Update 5/2017. Now that the static state parser is working, time to move on to the syntax. The next big issue is language. So far, I’ve written in PERL. Love it. Works brilliantly. But much of the available open-source code is in python. NLTK is in python. You can tokenize with it. Parse with it. The Helsinki parsed OE corpus is in it. And it loads into a script easy-peasy. Very tempting to switch horses in mid stream.
Second issue: I’m moving the parser from UNIX to LINUX.
I’m putting the parser on a sandboxed Dell that’s about 10 years old and about $150 on Amazon. Fine computer that still runs Ubuntu! As an aside, I can configure the IP tables to reject traffic from China, which cuts back significantly on lost processor time spent dealing with robot hack attempts every 2 seconds. Here hacker “tomcat” is calling from 188.8.131.52, which is Chinanet, No.31, Jingrong Street, Beijing
Two seconds later, the next caller, 184.108.40.206 at port 36116:11, is from the same server. Between this sort of nonsense and the spam, it’s a wonder academic computing can do anything else.
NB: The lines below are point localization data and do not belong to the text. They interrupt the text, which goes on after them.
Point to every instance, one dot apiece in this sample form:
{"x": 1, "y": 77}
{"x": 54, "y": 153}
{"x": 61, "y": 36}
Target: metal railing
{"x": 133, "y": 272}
Now that the basic parser is working, it needs fine-tuning. First, the lists of closed-class words need to be improved. Pronouns are especially difficult to differentiate, and I wonder if I need to. Relative, interrogative, demonstrative—are these required to assemble phrases?
Second, the list of PRP is too short. Mitchell & Robinson have a good list in their textbook.
Third, the order of assembly for the syntax portion needs some thought. Obviously, closed class words must come first. After pronouns, prepositional phrases might be easiest to isolate. The trick is to try to think like an undergrad: what were the first steps? Small closed-class words (PRN, CNJ, PRP), then obvious inflections (-um, -ode, -ost, etc).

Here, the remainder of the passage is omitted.